Karena itu, Sukamta mendesak pihak X untuk secara maksimal mencegah peredaran konten pornografi hasil Grok yang terlanjur beredar di platform tersebut.

“X juga harus maksimal mencegah tersebarnya konten-konten pornografi yang sudah terlanjur ada di platformnya,” tuturnya.

Lebih lanjut, politisi Partai Keadilan Sejahtera (PKS) ini menyatakan dukungannya apabila pemerintah mengambil langkah hukum terhadap pihak-pihak yang memanfaatkan fitur Grok untuk membuat dan menyebarkan konten negatif.

“Saya mendukung langkah tegas pemerintah untuk mendesak platform X membenahi sistem di platform mereka, termasuk adanya kewajiban moderasi konten sebelum konten tersebut diunggah. Saya juga mendukung jika pemerintah akan mengambil langkah hukum bagi pihak-pihak yang menggunakan fitur tersebut untuk membuat konten negatif dan memublikasikannya,” ujarnya.

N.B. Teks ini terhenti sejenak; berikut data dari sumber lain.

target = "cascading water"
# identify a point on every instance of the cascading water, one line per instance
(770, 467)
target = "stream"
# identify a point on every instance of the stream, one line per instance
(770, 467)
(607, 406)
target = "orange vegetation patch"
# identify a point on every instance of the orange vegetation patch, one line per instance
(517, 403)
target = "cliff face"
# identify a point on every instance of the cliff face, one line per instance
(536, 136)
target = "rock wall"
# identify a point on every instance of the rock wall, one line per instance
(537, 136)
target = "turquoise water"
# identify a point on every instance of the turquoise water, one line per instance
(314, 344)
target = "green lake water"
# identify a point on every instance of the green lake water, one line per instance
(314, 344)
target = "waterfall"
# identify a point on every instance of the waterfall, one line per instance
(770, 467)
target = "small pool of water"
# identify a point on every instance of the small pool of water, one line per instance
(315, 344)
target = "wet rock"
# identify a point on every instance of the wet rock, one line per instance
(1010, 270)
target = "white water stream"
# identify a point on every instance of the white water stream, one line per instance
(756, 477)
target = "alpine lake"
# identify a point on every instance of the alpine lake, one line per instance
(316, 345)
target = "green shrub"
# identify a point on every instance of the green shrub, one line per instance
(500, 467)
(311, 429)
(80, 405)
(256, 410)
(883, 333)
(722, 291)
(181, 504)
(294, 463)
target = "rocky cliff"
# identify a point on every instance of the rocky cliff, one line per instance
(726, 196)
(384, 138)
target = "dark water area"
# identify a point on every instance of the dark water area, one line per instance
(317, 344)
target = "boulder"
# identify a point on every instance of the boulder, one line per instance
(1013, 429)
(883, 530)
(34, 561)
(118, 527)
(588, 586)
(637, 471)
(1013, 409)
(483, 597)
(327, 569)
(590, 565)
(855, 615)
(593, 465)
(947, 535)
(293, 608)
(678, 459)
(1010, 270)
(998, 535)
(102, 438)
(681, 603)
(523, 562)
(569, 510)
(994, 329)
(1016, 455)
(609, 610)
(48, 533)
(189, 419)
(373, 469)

Sebelumnya, perusahaan kecerdasan buatan milik Elon Musk, Grok, memutuskan membatasi fitur pembuatan gambar hanya bagi pelanggan berbayar di platform X. Kebijakan ini diambil setelah menuai kritik keras dari berbagai kalangan di dunia karena fitur tersebut memungkinkan pengguna membuat gambar berbau pornografi.

Dalam pernyataannya, Grok menyebutkan bahwa hanya pelanggan berbayar X yang dapat membuat dan mengedit gambar di platform tersebut.